A new ransomware group has been discovered that harasses victims over the phone until they pay up.
a report According to anti-ransomware firm Halycon, Volcano Demon has been targeting “several” targets in recent weeks and has deployed a new encryptor called LukaLocker.
The method is relatively simple: the threat actor first finds a way into the target network, maps it, and then exfiltrates as many sensitive files as possible. They then deploy the encryptor, locking down the files and entire systems, and demanding payment in cryptocurrency in exchange for the decryption key and for keeping the files for themselves.
No data leak site
LukaLocker appends encrypted files with the .nba extension. It works on both Windows and Linux devices, it was said. The encryptor was also relatively good at hiding its tracks. Because it wipes logs before exploitation, cybersecurity researchers cannot perform a full forensic evaluation.
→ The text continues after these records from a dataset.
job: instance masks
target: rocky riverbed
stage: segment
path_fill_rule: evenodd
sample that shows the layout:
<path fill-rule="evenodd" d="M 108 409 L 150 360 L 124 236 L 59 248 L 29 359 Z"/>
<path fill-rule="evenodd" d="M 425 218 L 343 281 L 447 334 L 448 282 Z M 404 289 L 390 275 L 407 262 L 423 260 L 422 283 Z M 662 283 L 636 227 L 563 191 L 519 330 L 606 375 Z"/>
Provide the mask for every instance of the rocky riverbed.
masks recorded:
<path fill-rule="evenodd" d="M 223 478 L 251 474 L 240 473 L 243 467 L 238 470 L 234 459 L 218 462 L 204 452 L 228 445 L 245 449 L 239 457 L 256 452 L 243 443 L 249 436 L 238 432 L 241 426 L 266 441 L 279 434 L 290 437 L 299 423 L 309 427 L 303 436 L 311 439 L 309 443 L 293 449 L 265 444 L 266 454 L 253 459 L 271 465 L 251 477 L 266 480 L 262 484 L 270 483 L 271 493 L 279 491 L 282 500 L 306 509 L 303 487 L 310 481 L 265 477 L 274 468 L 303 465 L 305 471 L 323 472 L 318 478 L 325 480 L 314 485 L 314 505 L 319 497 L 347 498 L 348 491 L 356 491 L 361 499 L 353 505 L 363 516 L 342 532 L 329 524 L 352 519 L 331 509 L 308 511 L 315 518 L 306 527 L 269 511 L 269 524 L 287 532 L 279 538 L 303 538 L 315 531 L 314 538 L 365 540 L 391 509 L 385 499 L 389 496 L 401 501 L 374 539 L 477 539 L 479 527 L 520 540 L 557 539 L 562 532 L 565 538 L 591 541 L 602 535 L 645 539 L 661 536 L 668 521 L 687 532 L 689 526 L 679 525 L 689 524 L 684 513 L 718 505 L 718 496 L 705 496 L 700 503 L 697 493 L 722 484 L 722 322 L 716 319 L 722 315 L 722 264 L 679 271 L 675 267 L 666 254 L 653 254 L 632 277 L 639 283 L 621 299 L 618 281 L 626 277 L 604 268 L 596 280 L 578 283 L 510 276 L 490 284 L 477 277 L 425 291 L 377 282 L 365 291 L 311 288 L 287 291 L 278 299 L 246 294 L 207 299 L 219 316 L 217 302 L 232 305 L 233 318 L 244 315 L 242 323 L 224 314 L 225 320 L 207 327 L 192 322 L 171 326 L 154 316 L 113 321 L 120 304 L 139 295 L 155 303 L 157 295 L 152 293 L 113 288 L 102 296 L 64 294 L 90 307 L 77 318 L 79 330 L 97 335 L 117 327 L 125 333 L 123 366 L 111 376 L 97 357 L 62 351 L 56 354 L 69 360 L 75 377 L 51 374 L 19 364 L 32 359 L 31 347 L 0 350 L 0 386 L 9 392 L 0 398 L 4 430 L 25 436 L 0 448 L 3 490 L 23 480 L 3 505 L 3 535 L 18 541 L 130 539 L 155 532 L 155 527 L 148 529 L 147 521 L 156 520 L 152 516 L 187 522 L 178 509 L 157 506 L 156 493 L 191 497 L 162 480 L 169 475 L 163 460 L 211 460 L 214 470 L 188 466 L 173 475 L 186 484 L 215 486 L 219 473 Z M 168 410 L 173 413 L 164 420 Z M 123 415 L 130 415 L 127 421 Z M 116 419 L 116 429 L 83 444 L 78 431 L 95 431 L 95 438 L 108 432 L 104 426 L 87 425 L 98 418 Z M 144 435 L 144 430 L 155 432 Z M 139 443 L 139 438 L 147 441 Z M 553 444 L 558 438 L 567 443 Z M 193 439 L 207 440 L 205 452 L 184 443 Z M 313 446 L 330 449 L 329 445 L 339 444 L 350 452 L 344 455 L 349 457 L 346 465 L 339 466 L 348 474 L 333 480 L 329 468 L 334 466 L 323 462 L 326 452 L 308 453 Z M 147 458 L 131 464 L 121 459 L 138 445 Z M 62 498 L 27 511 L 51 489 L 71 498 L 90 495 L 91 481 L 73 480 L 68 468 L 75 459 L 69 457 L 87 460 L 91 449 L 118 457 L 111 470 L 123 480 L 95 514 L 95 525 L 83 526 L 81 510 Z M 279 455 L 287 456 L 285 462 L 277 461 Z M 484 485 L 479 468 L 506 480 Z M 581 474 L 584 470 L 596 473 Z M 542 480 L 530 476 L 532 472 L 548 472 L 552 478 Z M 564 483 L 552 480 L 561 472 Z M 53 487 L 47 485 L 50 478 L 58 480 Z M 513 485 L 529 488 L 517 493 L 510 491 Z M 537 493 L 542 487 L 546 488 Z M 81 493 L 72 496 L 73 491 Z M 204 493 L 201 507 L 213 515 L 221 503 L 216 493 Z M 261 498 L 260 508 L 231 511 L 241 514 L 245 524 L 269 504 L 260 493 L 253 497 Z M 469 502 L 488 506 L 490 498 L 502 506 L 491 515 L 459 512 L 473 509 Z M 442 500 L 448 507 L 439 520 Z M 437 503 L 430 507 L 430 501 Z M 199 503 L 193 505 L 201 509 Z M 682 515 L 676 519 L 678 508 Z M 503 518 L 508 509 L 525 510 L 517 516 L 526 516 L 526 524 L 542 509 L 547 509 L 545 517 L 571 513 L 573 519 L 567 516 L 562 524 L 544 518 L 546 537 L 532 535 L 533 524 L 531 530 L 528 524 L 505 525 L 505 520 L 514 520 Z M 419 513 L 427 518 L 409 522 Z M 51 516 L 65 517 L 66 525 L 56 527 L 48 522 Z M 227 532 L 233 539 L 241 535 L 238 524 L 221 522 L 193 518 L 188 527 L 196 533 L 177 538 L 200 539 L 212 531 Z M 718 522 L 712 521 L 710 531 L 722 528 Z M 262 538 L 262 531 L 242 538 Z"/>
Victims who installed limited logging and monitoring solutions also did not help. Finally, LukaLocker can kill processes associated with most popular antivirus and anti-malware solutions.
While this is all relatively similar to what other ransomware actors do, there is one key difference: Volcano Demon does not have a dedicated site for data breaches. Instead, it calls the victim company’s management to try to negotiate a payment. All calls come from an unidentified caller ID number and, the researchers point out, can be threatening in both tone and expectation.